# Example: Dentate Gyrus¶

The dataset used in here for velocity analysis is from the dentate gyrus, a part of the hippocampus which is involved in learning, episodic memory formation and spatial coding. It is measured using 10X Genomics Chromium and described in Hochgerner et al. (2018).
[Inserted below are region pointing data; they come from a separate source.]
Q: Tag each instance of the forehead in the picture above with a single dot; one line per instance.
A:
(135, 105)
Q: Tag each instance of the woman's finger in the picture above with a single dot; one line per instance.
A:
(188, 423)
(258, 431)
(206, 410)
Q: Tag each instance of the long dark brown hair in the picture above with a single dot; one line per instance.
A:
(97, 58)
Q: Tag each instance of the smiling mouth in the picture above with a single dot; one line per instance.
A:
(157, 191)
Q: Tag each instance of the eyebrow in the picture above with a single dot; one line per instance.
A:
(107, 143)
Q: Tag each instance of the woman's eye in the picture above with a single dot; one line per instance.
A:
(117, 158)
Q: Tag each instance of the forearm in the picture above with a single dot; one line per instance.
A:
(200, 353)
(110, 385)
The data consists of 25,919 genes across 3,396 cells and provides several interesting characteristics.

We use a stochastic version of the model for transcriptional dynamics used in velocyto (developed by the Linnarsson lab and Kharchenko Lab).

RNA velocity reference https://www.nature.com/articles/s41586-018-0414-6 This notebook is based on http://pklab.med.harvard.edu/velocyto/notebooks/R/DG1.nb.html

Files needed: 10X43_1.loom (will be downloaded automatically) Optional files: DG_umap.npy, DG_clusters.npy

```
In [1]:
```

```
from IPython.core.display import display, HTML
display(HTML("<style>.container { width:90% !important; }</style>"))
%matplotlib inline
import scvelo as scv
scv.logging.print_version()
```

```
Running scvelo 0.1.14.dev35+c86e453 on 2019-01-21 09:26.
```

We change the matplotlib defaults for beautified visualization.

```
In [2]:
```

```
scv.settings.set_figure_params('scvelo')
```

## Load and cleanup the data¶

Read your data file (loom, h5ad, xlsx, csv, tab, txt …) to an AnnData object.
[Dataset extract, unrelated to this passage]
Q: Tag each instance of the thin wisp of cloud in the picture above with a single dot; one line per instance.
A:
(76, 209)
If you want to merge your loom file into an already existing AnnData
object, use `scv.utils.merge(adata, adata_loom)`

.

```
In [3]:
```

```
adata = scv.read("data/DentateGyrus/10X43_1.loom", sparse=True, cache=True,
backup_url="http://pklab.med.harvard.edu/velocyto/DG1/10X43_1.loom")
```

We have a first look into the proportions of spliced/unspliced abundances in our data.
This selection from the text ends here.